A tecnologia no combate à criminalidade
Enviada em 04/09/2020
No filme Chappie, em um futuro próximo, a polícia é substituída por robôs ultraresistentes e adaptados com inteligência artificial, familiarizados para permitirem a segurança e proteção de todos os civis da região. Contudo, na situação atual, é notório que a dependência absoluta de tecnologias conta a segregação pode ocasionar não só a interferência de hackers criminais nos sistemas cibernéticos, como também a negligência de técnicos especializados na implantação de softwares de vigilância. Tais circunstâncias permitem a vulnerabilidade destes.

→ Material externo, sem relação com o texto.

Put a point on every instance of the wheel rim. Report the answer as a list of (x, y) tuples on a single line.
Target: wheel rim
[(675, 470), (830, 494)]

Em particular, é importante notar que existem decodificadores em sistemas de segurança profissional. Além disso, tais programas de vigilância não contam com meios de proteção suficientes para interceptar a entrada de entidades lesivas, o que leva ao colapso do sistema com estritos mecanismos técnicos.
Vale ressaltar que um dos principais motivos para o avanço contínuo da tecnologia é o combate à natureza criminosa do uso desta ferramenta e aos danos que ela pode causar a indivíduos que não estão preparados para responder as tais ameaças, como “hackers” atacando servidores públicos e privados, vazamento ou roubo de informações e métodos de contornar a identificação de indivíduos, como senhas e dados biométricos.
Diante dos fatores acima, é compreensível que, além do monitoramento adequado desses danos, se não for feita uma determinada abordagem preventiva para os possíveis danos, não bastem os avanços em tornar a tecnologia um meio de proteção mais eficaz. Não existe uma falsa sensação de segurança.